I installed AWX a couple of weeks back, and have been using it without issues since then. Yesterday I got an “Internal Server Error” from the GUI, and then I noticed that the postgres container had crashed, and is stuck in “Restarting” status.
The only output from “docker logs postgres” is a repeating:
initdb: directory “/var/lib/postgresql/data” exists but is not empty
If you want to create a new database system, either remove or empty
the directory “/var/lib/postgresql/data” or run initdb
with an argument other than “/var/lib/postgresql/data”.
initdb: directory “/var/lib/postgresql/data” exists but is not empty
If you want to create a new database system, either remove or empty
the directory “/var/lib/postgresql/data” or run initdb
with an argument other than “/var/lib/postgresql/data”.
The files belonging to this database system will be owned by user “postgres”.
This user must also own the server process.
The database cluster will be initialized with locale “en_US.utf8”.
The default database encoding has accordingly been set to “UTF8”.
The default text search configuration will be set to “english”.
Data page checksums are disabled.
In troubleshooting, I upgraded the awx from github and re-ran the installer, but the issue persists.
I also tried moving /tmp/pgdocker out of the way, and then rerunning the installer to see if it would properly generate an emtpy DB and run from that.

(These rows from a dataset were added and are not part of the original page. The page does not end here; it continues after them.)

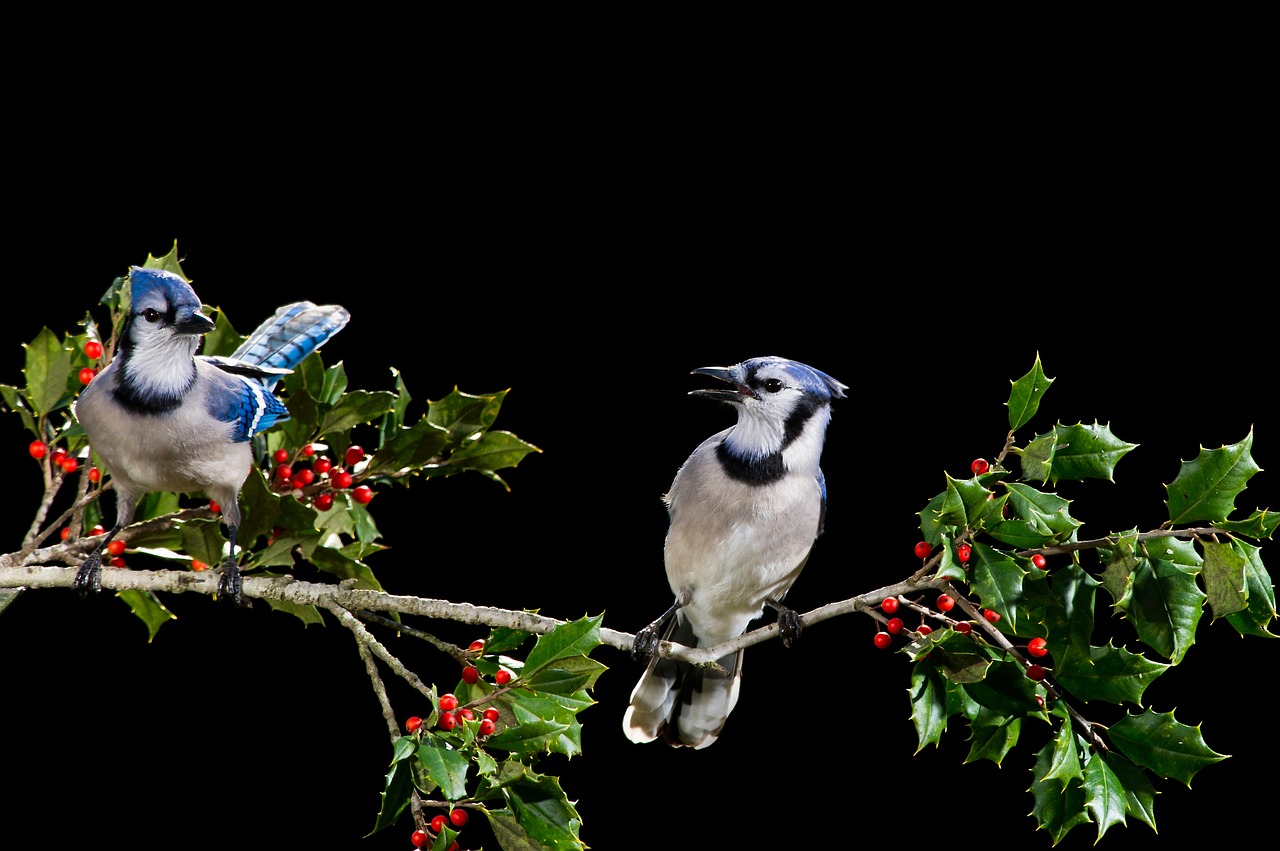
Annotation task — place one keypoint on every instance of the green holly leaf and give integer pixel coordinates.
(1224, 579)
(1025, 396)
(1207, 486)
(1087, 452)
(1159, 742)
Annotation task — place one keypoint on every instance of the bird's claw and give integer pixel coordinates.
(88, 577)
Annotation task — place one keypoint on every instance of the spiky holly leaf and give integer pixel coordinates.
(1107, 673)
(1207, 486)
(1224, 580)
(1087, 452)
(1161, 744)
(1025, 394)
(1261, 611)
(1059, 806)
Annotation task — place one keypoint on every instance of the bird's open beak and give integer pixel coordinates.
(723, 374)
(193, 323)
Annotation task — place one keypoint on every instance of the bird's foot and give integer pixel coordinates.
(232, 585)
(88, 577)
(645, 644)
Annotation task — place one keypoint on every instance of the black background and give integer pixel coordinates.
(589, 270)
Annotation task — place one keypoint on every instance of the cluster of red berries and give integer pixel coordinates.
(457, 817)
(296, 475)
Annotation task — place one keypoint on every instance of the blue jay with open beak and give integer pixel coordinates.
(163, 419)
(745, 511)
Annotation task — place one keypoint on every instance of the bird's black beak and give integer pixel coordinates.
(723, 374)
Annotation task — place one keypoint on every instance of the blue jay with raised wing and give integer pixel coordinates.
(745, 509)
(163, 419)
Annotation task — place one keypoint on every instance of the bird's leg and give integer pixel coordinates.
(648, 639)
(232, 584)
(88, 577)
(789, 622)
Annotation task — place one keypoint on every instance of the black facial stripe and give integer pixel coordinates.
(758, 472)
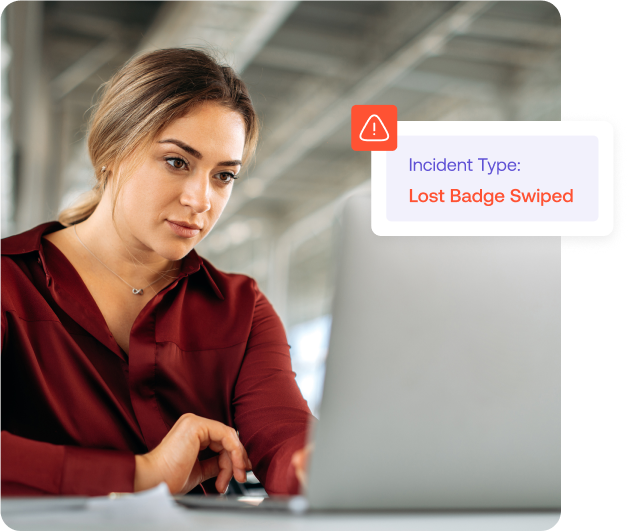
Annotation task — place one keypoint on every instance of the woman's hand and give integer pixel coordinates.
(300, 461)
(175, 459)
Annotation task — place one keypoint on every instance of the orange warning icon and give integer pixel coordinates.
(374, 127)
(373, 133)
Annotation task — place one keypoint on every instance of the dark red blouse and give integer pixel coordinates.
(75, 409)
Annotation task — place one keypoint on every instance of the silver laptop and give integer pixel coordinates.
(442, 387)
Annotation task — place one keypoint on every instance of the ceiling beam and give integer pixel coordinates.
(238, 30)
(428, 43)
(87, 65)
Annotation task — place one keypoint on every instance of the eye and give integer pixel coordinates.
(177, 163)
(226, 177)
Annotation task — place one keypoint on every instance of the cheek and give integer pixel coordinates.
(146, 197)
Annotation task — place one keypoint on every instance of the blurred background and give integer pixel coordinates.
(306, 63)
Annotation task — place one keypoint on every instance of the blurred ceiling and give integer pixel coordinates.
(306, 63)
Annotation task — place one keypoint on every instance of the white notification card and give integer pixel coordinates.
(495, 179)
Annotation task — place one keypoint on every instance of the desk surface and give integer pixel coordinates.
(107, 517)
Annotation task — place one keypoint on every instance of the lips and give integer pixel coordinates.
(183, 229)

That works, but this means I’m starting from scratch. And there’s nothing saying this won’t happen again, so I’d rather not start over before pin pointing the issue.
Any ideas on how I could troubleshoot this further?
We’ve had this reported a couple of times and I have yet to reproduce it locally (though I have no doubt of its severity). I need to figure out why the postgres container is insisting on re-running its init utility and then failing to start up when data already exists there.
FYI I had the same issue when I updated my environemt and I had to delete the /tmp/pgdocker folder to get it to work.
Since it was a lab environment I didn’t look into the issue further…
This is repeatedly happening to our dev instances. They will be working fine, and then all of sudden you will see “A server error has occurred” when trying to access the UI. Every time it has been that the postgres container is stuck in “restarting” status.
Any troubleshooting advice? I have been unsuccessful in recovering the container once it gets in this state. As mentioned above, deleting /tmp/pgdocker means AWX re-initializes and you start from scratch. We’ve been having to roll back to stable snapshots each time this happens.
Sorry, my last message probably wasn’t very clear.
I started with a clean Centos7 install and deployed AWX after the 438 issue was closed. Previously, this issue would surface within a week - the UI would show “A server error has occurred” and upon investigation the postgres container would be stuck restarting. This most recent install lasted over 2 weeks, but the same issue is back. Clearing the pg container, data, etc obviously clears all data and settings which is quite obnoxious.
You’ll continue to have the problem if you are using your existing pg container and data. I left the outline for a migration path in the PR linked for that issue closure.